My limitations have cost me some friendships as mentioned before. I think that really sucks but if they are willing to throw away our friendship because of that, then heck, they were not a real friend to begin with. Its really tricky. Not only am I am mom, but Im a single mom. And not only am I a single mom, Im a babylost mom too. I dont have anyone that relates to me on all those levels. No one really gets everything. I truly feel so alone these days. I dont have anyone to show G's new outfits to. Or to turn and say "did you hear D learned a new word?" No one asks me how my day was or ever offers to help me around the house or cook me dinner or rub my feet or watch the kids so I can take more than 4 minutes in the shower. Its me, myself and I 24 hours a day, 7 days a week... I dont even know why Im really making this post. I guess I just need to let it out, let blog land know what aches my heart. I cant fix it... not now anyway. Maybe in time things will be different.

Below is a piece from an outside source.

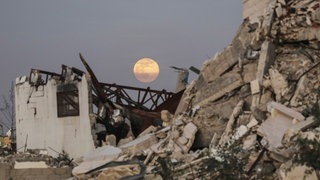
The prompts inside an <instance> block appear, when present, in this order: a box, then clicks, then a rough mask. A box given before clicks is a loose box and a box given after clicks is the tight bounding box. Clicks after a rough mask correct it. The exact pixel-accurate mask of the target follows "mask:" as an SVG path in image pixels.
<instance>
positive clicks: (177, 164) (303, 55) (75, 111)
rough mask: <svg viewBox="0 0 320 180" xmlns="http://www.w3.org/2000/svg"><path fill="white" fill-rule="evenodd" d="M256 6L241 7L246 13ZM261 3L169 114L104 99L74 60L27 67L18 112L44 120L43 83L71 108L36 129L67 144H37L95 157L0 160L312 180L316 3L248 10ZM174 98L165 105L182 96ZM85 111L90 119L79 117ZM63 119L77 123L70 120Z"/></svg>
mask: <svg viewBox="0 0 320 180" xmlns="http://www.w3.org/2000/svg"><path fill="white" fill-rule="evenodd" d="M255 2H257V0H245V1H244V3H247V4H246V7H248V6H249V7H248V8H250V5H254V4H255ZM261 2H262V1H261ZM264 6H265V9H261V10H257V9H254V10H252V11H250V12H248V13H245V14H252V13H259V14H262V13H261V12H264V13H263V15H262V16H259V17H258V18H255V19H254V20H256V21H253V20H252V19H250V17H249V18H246V19H244V21H243V23H242V24H241V26H240V28H239V30H238V32H237V34H236V35H235V37H234V39H233V40H232V43H231V44H230V45H229V46H228V47H226V48H225V49H224V51H223V52H220V53H217V54H216V55H215V56H214V57H212V58H210V59H208V60H207V61H205V62H204V63H203V65H202V67H201V70H200V72H199V76H198V78H197V79H196V80H194V81H193V82H192V83H191V84H189V85H188V86H187V88H186V89H185V90H184V94H183V95H182V97H181V100H180V103H179V105H178V107H177V109H176V111H175V113H174V114H171V113H172V112H173V109H175V107H176V104H175V103H174V104H171V105H169V103H170V102H173V101H168V102H167V103H168V104H165V106H159V107H173V105H174V108H173V109H169V108H168V109H166V110H164V109H160V108H159V107H158V108H157V109H155V110H154V111H152V110H146V109H145V108H144V106H141V104H140V105H139V103H137V102H134V101H133V100H132V99H131V98H128V97H126V96H125V97H124V99H125V100H126V101H127V102H128V104H127V105H125V104H119V103H118V104H117V103H116V102H112V101H110V99H108V98H109V95H110V93H114V92H113V91H112V90H110V88H108V89H107V90H106V89H104V88H103V85H102V84H101V83H100V82H99V81H98V80H97V78H96V77H95V75H94V73H93V71H92V69H91V68H90V67H89V65H88V64H87V63H86V61H85V60H84V58H83V57H82V55H81V54H80V59H81V61H82V62H83V64H84V65H85V67H86V69H87V71H88V73H89V74H86V73H84V72H82V71H80V70H78V69H76V68H72V69H71V68H69V67H66V66H65V65H64V66H63V71H62V72H63V73H61V75H60V74H56V73H50V72H46V71H39V70H33V71H32V73H31V75H33V76H31V78H30V81H29V82H30V83H31V84H30V85H29V84H27V83H28V82H27V78H26V77H24V78H20V79H18V81H17V82H18V84H19V85H20V86H22V85H26V87H27V86H28V87H29V86H32V87H33V86H35V92H34V93H33V90H32V92H31V94H32V93H33V96H31V94H30V95H28V96H26V98H25V99H27V104H29V103H31V104H30V105H27V107H28V108H29V109H26V110H25V112H26V113H29V114H28V115H30V119H33V118H38V116H39V117H42V116H41V115H45V114H47V113H43V112H42V111H41V105H42V103H43V102H44V101H45V100H43V99H36V98H35V97H43V96H44V94H45V92H44V89H45V88H44V87H45V86H44V85H46V83H47V81H48V76H51V79H49V81H50V82H49V81H48V82H49V84H48V86H50V83H53V82H55V80H57V81H58V82H59V83H60V84H59V86H58V88H57V89H58V90H59V91H57V90H56V89H55V86H52V87H51V86H50V88H53V89H54V91H52V92H54V93H55V94H57V99H58V100H61V103H60V104H59V103H58V104H57V105H58V106H59V105H60V106H59V107H58V109H57V110H58V112H60V111H59V110H63V108H62V107H63V105H64V104H68V103H69V104H70V105H71V106H72V107H73V108H71V110H72V111H68V112H64V111H61V114H60V115H61V117H63V118H65V119H64V120H63V121H58V120H56V119H55V118H56V117H54V118H50V119H49V118H48V119H49V120H48V121H45V122H46V123H43V124H41V125H43V127H51V126H45V125H46V124H48V122H54V123H53V124H54V126H55V127H57V126H58V125H59V127H62V128H63V131H62V130H61V132H59V133H56V135H63V134H64V133H62V132H65V134H64V136H59V138H57V139H59V140H61V139H63V140H64V139H67V140H66V141H62V142H63V143H61V144H60V143H55V144H54V143H52V142H61V141H58V140H57V141H51V140H52V139H50V140H48V141H45V139H41V138H42V137H41V138H40V137H39V139H40V140H38V141H39V142H40V141H41V142H45V143H48V144H50V143H51V144H54V145H56V147H57V148H59V149H63V150H66V151H67V152H68V153H73V155H74V156H72V157H75V156H76V155H79V154H81V155H82V154H83V152H87V151H88V150H90V151H91V150H92V149H94V150H93V151H91V152H89V153H87V154H85V155H83V156H82V157H81V158H77V159H70V158H69V156H68V155H67V154H65V153H58V154H59V155H58V156H57V157H56V158H53V157H51V156H48V155H47V154H46V153H43V152H42V151H41V150H34V151H28V152H27V153H18V154H14V155H8V156H6V157H4V158H1V159H0V161H1V163H9V164H10V165H11V166H14V167H15V168H17V169H19V168H32V167H33V168H44V167H66V166H68V167H74V168H73V170H72V174H73V176H74V177H73V179H90V178H92V179H98V180H102V179H120V178H124V179H295V178H297V179H319V178H320V127H319V125H320V102H319V98H320V80H319V78H318V77H319V75H320V2H319V1H315V0H304V1H300V0H263V3H259V5H258V6H256V7H255V8H258V7H259V8H261V7H264ZM244 11H246V9H244ZM252 16H255V17H256V16H257V14H253V15H252ZM39 73H44V74H46V75H47V78H46V82H42V81H41V82H38V80H41V77H40V76H39V75H40V74H39ZM81 78H83V82H82V81H81V80H82V79H81ZM75 81H76V82H75ZM25 82H26V83H25ZM76 83H79V84H80V85H81V86H80V85H79V88H80V91H78V90H79V89H78V88H77V86H76ZM81 87H83V88H81ZM50 90H51V89H50ZM67 90H68V91H67ZM92 91H93V92H94V93H92ZM49 92H51V91H49ZM79 92H80V93H79ZM139 92H140V91H139ZM148 92H149V89H147V90H146V94H145V95H144V97H143V99H145V98H146V95H147V94H148ZM182 92H183V91H180V93H181V94H182ZM78 93H79V94H78ZM90 93H92V94H90ZM20 94H21V93H20ZM177 94H178V95H179V96H176V97H174V98H173V99H175V100H176V99H178V98H180V94H179V93H177ZM177 94H176V95H177ZM58 95H59V98H58ZM80 95H81V96H80ZM84 95H88V96H84ZM139 95H140V94H139ZM160 95H161V94H158V95H157V97H158V98H157V100H156V101H158V99H159V97H160ZM23 97H24V96H23ZM50 97H51V96H50ZM52 97H55V96H52ZM79 97H82V98H83V99H81V100H85V102H87V101H88V103H87V104H86V103H83V105H85V106H84V108H83V109H85V114H88V117H84V115H82V116H80V114H81V113H80V111H83V109H82V108H81V107H82V106H79ZM85 98H87V99H85ZM29 100H30V101H29ZM32 100H33V101H32ZM36 100H37V101H36ZM151 100H152V101H154V100H153V99H152V98H151ZM55 101H56V99H54V100H53V101H52V102H55ZM59 102H60V101H59ZM80 102H81V101H80ZM118 102H120V100H119V101H118ZM37 103H38V104H37ZM55 104H56V102H55ZM93 104H94V105H96V107H97V110H98V112H97V114H95V113H94V112H91V111H90V112H87V111H88V109H92V106H93ZM130 105H131V107H130ZM61 106H62V107H61ZM21 107H23V106H22V105H21ZM37 108H38V109H39V110H36V109H37ZM139 108H140V109H139ZM141 108H142V109H141ZM30 109H31V110H32V111H30ZM45 112H47V111H45ZM23 113H24V112H23ZM38 113H39V114H38ZM68 113H69V114H68ZM82 113H83V112H82ZM48 114H49V113H48ZM64 115H65V116H64ZM69 115H70V116H71V115H72V116H73V115H74V116H75V117H77V118H74V119H71V120H70V119H68V117H66V116H69ZM21 117H23V116H22V114H21ZM78 117H82V118H78ZM42 118H43V117H42ZM39 119H40V118H39ZM67 119H68V120H67ZM160 119H161V120H160ZM27 120H29V119H28V118H26V119H25V122H27V123H26V124H29V123H30V122H28V121H27ZM50 120H52V121H50ZM74 120H79V122H81V123H76V122H78V121H74ZM86 120H88V121H86ZM19 121H20V120H19ZM23 122H24V121H21V124H20V125H21V127H22V125H23ZM57 122H59V123H60V122H63V123H61V124H57ZM72 122H73V123H74V124H72ZM88 122H89V123H88ZM41 123H42V122H41ZM66 124H68V125H69V126H68V127H67V128H66ZM79 124H80V125H83V126H81V127H78V126H80V125H79ZM72 125H74V126H76V127H74V126H72ZM17 127H20V126H17ZM35 127H38V126H35ZM77 128H79V131H80V133H79V131H78V129H77ZM65 129H67V131H64V130H65ZM88 129H89V130H88ZM21 130H24V128H23V127H22V128H21ZM28 130H29V129H28ZM21 132H23V133H26V132H27V131H26V132H25V131H21ZM29 133H30V134H31V135H32V132H29ZM51 133H53V134H55V132H51ZM26 135H27V137H28V133H26ZM31 135H30V137H31ZM88 135H89V136H88ZM48 136H49V135H48ZM71 136H73V139H72V137H71ZM33 137H35V136H33ZM36 137H38V136H36ZM50 137H51V136H50ZM68 138H70V139H68ZM32 140H34V141H32V143H31V142H30V141H28V143H29V144H27V141H25V142H24V144H25V148H26V147H27V145H28V147H29V146H32V147H37V146H38V143H37V140H36V139H32ZM19 142H20V143H21V142H23V141H21V140H20V141H19ZM72 143H74V144H72ZM79 143H80V144H81V146H76V145H79ZM60 145H61V147H60ZM45 146H46V147H48V148H50V147H49V146H47V144H45ZM78 147H81V148H78ZM41 148H42V147H41ZM50 149H51V150H52V152H51V153H56V152H57V151H55V150H53V148H50ZM54 149H56V148H54ZM79 149H81V150H83V151H77V150H79ZM33 162H35V163H33Z"/></svg>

Ive seen some people out there that have these amazing friendships. People that know you better than you know yourself. Who dont judge you. Who will cry with you. Who will be there without you having to ask. Who can finish your sentences. Who can look at you and know what you are thinking. Those relationships are priceless, and I envy that. I know not everyone has one of these... but I long for it so much. Someone I can pour my heart to and know that they wont judge or think differently of me. Sigh...one day maybe....one day.